Wajah Ganda Tambang: Janji Dana dan Eksploitasi Tenaga Lokal

Industri pertambangan sering datang dengan janji manis: pembangunan daerah, peningkatan ekonomi lokal, dan lapangan kerja bagi masyarakat sekitar. Namun, di balik retorika itu, realitas yang dihadapi masyarakat lokal justru sering kali pahit. Banyak kebijakan yang katanya pro-rakyat justru lebih menguntungkan korporasi tambang, sementara tenaga kerja lokal hanya dijadikan alat – bukan mitra.

1. Dana Kebijakan: Janji Manis yang Tak Pernah Sampai

Perusahaan tambang kerap mengklaim bahwa mereka menyisihkan sebagian keuntungan untuk dana CSR (Corporate Social Responsibility) atau kontribusi bagi pembangunan daerah. Namun, dalam praktiknya:

Ketimpangan manfaat: Dana lebih sering dinikmati oleh elit lokal atau pihak yang punya kedekatan dengan perusahaan, sementara masyarakat kecil tetap terpinggirkan.

Distribusi tidak transparan: Dana CSR seringkali tidak melalui mekanisme yang jelas. Masyarakat tidak tahu berapa besar dana yang dialokasikan dan ke mana larinya.

Proyek ‘pencitraan’: Banyak proyek CSR sekadar formalitas, seperti membangun gapura atau mengecat kantor desa – bukan menjawab kebutuhan nyata seperti air bersih, pendidikan, atau kesehatan.

2. Eksploitasi Tenaga Kerja Lokal

Alih-alih memberdayakan tenaga kerja lokal secara berkelanjutan, praktik di lapangan menunjukkan kecenderungan eksploitasi:

Tanpa jaminan karier: Tak sedikit tenaga kerja lokal yang bekerja bertahun-tahun tanpa kesempatan untuk naik jabatan atau menerima pelatihan yang bisa meningkatkan keahlian mereka.

Kontrak pendek dan upah minim: Tenaga lokal sering hanya dijadikan buruh kontrak dengan gaji jauh di bawah standar pekerja luar daerah atau asing.

Pekerjaan kasar dan berisiko: Pekerja lokal jarang diberi posisi strategis atau teknis.

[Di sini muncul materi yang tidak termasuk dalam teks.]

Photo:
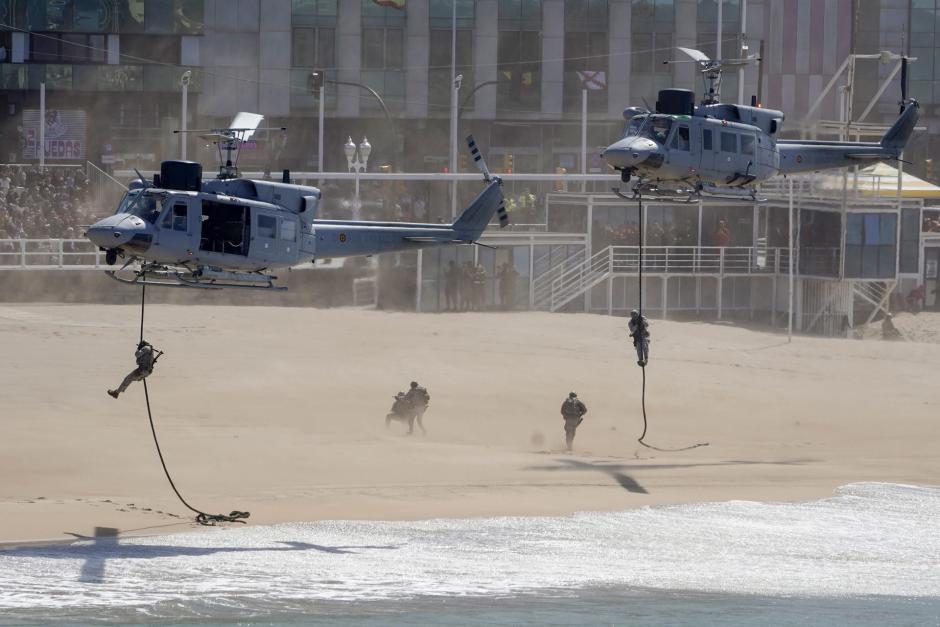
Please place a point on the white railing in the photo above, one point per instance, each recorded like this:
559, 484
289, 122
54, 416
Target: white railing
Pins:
575, 280
43, 254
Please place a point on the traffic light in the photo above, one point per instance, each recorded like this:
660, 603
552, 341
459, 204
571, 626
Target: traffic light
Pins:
315, 81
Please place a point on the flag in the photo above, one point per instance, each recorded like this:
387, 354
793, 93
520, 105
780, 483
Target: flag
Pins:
593, 80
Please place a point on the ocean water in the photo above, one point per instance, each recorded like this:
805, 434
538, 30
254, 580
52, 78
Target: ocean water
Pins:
869, 555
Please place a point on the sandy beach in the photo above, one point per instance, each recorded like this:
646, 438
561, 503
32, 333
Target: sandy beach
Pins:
280, 411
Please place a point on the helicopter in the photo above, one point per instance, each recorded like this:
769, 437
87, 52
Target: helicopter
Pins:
684, 151
183, 231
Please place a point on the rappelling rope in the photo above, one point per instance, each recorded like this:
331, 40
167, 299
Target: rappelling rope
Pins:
201, 517
641, 340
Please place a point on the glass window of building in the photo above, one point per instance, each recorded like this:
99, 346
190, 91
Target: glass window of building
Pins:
519, 70
439, 76
313, 12
67, 48
441, 13
870, 245
313, 47
585, 69
524, 13
652, 28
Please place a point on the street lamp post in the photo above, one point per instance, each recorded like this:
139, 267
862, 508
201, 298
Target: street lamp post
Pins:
357, 158
184, 110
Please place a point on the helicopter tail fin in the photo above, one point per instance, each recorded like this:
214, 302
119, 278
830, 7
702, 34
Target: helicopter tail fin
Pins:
900, 132
471, 223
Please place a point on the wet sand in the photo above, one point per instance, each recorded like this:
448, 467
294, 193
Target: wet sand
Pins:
280, 411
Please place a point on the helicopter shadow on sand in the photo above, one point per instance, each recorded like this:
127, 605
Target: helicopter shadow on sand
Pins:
615, 470
105, 545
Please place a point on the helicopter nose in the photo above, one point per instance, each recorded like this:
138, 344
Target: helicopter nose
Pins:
120, 231
628, 153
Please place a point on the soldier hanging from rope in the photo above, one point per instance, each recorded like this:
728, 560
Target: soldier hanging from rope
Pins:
146, 357
639, 331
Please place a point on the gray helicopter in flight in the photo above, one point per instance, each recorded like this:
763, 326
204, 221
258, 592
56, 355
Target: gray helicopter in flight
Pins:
183, 231
684, 151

Mereka ditempatkan pada pekerjaan fisik yang berat dan berisiko tinggi, tanpa pelatihan memadai atau perlindungan keselamatan kerja yang layak.

3. Janji Pelatihan dan Pemberdayaan yang Mandek

Salah satu janji favorit perusahaan tambang adalah capacity building atau pelatihan keterampilan bagi warga lokal. Sayangnya, banyak program ini hanya sekadar simbolik:

  • Pelatihan dilakukan seadanya dan tidak berkelanjutan.
  • Tidak ada tindak lanjut untuk penyerapan tenaga kerja setelah pelatihan.
  • Skema pelatihan lebih mirip ‘penggugur kewajiban’ ketimbang investasi pada SDM lokal.

4. Manipulasi Narasi: “Sudah Banyak Kami Bantu”

Ketika dikritik, perusahaan tambang sering membela diri dengan menyebut berbagai bantuan yang telah diberikan. Namun narasi ini kerap menutupi:

  • Ketimpangan dampak tambang terhadap lingkungan dan kehidupan sosial ekonomi masyarakat.
  • Kerusakan ekologis jangka panjang yang biayanya tidak pernah ditanggung perusahaan.
  • Hilangnya sumber penghidupan tradisional masyarakat, seperti pertanian dan perikanan, akibat operasi tambang.

Penutup: Masyarakat Butuh Keadilan, Bukan Retorika

Masyarakat lokal tidak menolak pembangunan. Yang mereka tuntut adalah keadilan. Keadilan dalam bentuk keterbukaan informasi, pelibatan masyarakat dalam pengambilan keputusan, dan distribusi manfaat yang nyata dan merata.

Tambang seharusnya bukan sekadar alat eksploitasi sumber daya, tapi menjadi mitra sejati masyarakat. Sayangnya, selama kebohongan soal dana kebijakan dan eksploitasi tenaga lokal masih menjadi praktik umum, maka wajah tambang tetap penuh kepalsuan.